C. Description of the dataset:
There are 506 observations of 14 variables in this dataset. These 14 variables contain 13 continuous attributes and 1 binary-valued attribute.
1) CRIM refers to per capita crime rate by town
2) ZN refers to the proportion of residential land zoned for lots over 25,000 square feet
3) INDUS refers to the proportion of non-retail business acres per town
4) CHAS is a qualitative variable that refers to Charles River dummy variable (= 1 if tract bounds river; 0 otherwise
5) NOX refers to the nitric oxides concentration (parts per 10 million)

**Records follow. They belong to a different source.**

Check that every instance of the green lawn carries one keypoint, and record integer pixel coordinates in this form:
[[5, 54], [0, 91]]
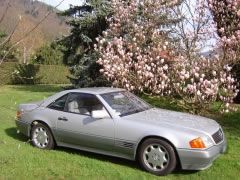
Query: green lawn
[[19, 160]]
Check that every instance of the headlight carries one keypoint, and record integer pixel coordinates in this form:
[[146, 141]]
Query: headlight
[[201, 143]]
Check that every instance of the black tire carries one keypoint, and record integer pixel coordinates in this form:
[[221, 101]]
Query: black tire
[[147, 149], [46, 133]]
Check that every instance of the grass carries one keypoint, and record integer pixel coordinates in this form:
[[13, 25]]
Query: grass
[[19, 160]]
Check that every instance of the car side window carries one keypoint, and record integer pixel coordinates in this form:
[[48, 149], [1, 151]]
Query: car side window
[[59, 104], [82, 103]]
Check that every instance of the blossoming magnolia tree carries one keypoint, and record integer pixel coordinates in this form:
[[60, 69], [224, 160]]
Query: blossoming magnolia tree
[[226, 14], [134, 50], [227, 17], [136, 53]]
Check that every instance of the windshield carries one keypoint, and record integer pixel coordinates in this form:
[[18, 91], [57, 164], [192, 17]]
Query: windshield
[[125, 103]]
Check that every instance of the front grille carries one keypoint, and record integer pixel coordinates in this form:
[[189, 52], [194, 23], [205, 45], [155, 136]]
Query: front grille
[[218, 136]]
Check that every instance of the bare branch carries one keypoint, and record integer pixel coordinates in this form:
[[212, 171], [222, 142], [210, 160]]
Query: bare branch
[[5, 12]]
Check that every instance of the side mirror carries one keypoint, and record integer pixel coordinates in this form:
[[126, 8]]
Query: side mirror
[[100, 114]]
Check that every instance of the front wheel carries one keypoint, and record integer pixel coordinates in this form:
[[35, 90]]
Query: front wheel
[[41, 137], [157, 156]]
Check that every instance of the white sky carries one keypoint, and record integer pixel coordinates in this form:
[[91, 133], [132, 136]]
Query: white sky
[[64, 5]]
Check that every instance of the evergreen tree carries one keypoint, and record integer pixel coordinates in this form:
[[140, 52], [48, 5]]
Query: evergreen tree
[[87, 23]]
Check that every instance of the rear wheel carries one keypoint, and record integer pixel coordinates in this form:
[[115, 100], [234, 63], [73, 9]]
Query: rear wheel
[[41, 137], [157, 156]]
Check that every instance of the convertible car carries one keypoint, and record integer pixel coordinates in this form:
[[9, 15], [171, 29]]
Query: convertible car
[[115, 122]]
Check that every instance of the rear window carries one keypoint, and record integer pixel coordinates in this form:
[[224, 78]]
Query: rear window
[[59, 104]]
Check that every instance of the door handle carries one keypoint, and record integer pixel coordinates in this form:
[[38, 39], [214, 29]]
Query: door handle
[[62, 119]]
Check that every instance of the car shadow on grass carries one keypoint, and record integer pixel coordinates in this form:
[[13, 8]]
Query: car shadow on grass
[[12, 132]]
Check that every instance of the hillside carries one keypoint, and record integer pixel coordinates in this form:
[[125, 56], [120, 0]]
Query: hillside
[[31, 12]]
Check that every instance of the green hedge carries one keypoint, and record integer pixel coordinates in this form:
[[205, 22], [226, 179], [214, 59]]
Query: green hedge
[[48, 74]]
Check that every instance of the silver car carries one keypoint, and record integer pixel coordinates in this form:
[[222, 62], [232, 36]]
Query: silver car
[[115, 122]]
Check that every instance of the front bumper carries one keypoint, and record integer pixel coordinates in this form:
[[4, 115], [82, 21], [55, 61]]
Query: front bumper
[[23, 127], [200, 159]]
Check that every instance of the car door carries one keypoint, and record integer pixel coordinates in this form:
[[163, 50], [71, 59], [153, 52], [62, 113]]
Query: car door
[[77, 127]]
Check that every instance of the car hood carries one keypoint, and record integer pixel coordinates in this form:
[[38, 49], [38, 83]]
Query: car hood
[[176, 119]]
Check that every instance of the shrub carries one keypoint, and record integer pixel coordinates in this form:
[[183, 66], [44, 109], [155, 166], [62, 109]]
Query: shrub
[[26, 74]]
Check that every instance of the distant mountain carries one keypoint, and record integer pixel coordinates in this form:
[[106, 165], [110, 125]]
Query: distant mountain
[[31, 12]]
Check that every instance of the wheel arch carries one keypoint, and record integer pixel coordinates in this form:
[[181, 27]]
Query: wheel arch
[[157, 137], [44, 123]]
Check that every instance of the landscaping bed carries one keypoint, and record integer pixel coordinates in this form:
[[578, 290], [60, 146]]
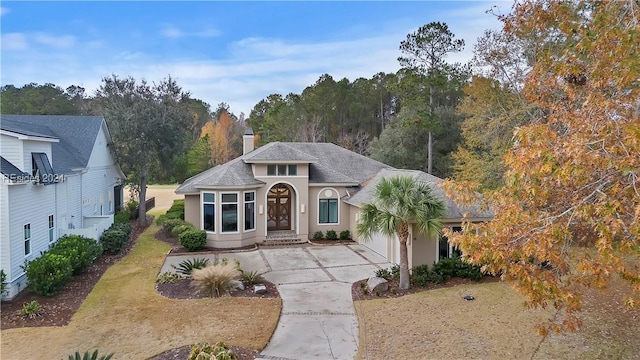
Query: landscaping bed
[[394, 292], [57, 310]]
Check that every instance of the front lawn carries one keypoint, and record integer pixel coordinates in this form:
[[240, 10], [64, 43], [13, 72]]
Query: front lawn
[[124, 314], [440, 324]]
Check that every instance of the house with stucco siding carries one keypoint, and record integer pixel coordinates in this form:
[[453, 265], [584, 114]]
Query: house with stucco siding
[[290, 190]]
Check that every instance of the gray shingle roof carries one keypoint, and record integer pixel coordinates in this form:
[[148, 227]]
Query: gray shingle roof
[[328, 163], [337, 165], [8, 169], [277, 151], [365, 193], [77, 136], [232, 173]]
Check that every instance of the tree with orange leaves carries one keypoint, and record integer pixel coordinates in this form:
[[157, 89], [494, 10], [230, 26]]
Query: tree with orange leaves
[[567, 217], [221, 138]]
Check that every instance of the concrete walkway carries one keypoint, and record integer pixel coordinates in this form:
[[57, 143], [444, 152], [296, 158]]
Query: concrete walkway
[[318, 320]]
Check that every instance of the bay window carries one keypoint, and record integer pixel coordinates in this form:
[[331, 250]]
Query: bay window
[[229, 203]]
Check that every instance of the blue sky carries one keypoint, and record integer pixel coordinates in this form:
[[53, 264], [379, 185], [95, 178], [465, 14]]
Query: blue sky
[[233, 52]]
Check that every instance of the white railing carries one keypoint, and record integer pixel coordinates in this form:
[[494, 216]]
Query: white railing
[[94, 227]]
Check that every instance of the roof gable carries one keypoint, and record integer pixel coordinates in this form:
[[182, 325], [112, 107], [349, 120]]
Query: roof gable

6) RM refers to average number of rooms per dwelling
7) AGE refers to the proportion of owner-occupied units built prior to 1940
8) DIS refers to weighted distances to five Boston employment centres
9) RAD refers to the index of accessibility to radial highways
10) TAX refers to the full-value property-tax rate per $10,000
11) PTRATIO refers to pupil-teacher ratio by town
12) B refers to 1000(Bk - 0.63)^2 where Bk is the proportion of blacks by town
13) LSTAT refers to % lower status of the population
14) MEDV refers to Median value of owner-occupied homes in $1000's
D. The techniques we think would be useful are cross-validation, PCA and LDA. For the cross-validation, we need to first separate the data into train set and test set with proper percentages. Then we use set.seed() method to get the corresponding train set and test set, we can then use the train set and test set to find the misclassification test error using the KNN-Fold Cross-Validation strategy. We can then compare the test errors at each K value and find the minimal test error and the best K value for the number of folds. For the PCA, we need to draw histograms for the response variable(s) to check for their skewness and normality. If the data is normal, we need to scale the data using mean and standard deviation. If the data is skewed, we need to scale the data using median and median absolute deviation.
We can then look at the loadings for each Principal Component and find the best PC's for our predictor variables. For further investigation, we can use biplot to visualize the PC's and determine which ones work the best. We can then apply the LDA test to do the logistic discrimination analysis for the data. We then can compare the LDA and PCA to find the best estimators for our predictor variables. These are the ones we learned in class so far. There might be some more useful techniques we can apply after getting further in the course, so our techniques for this data might change in the future.
E. How many PC's should we select or use?
What should we do if there are more than one indicator variable?
How should we treat the outliers?
Do we need to use Box-Cox transformation for the data?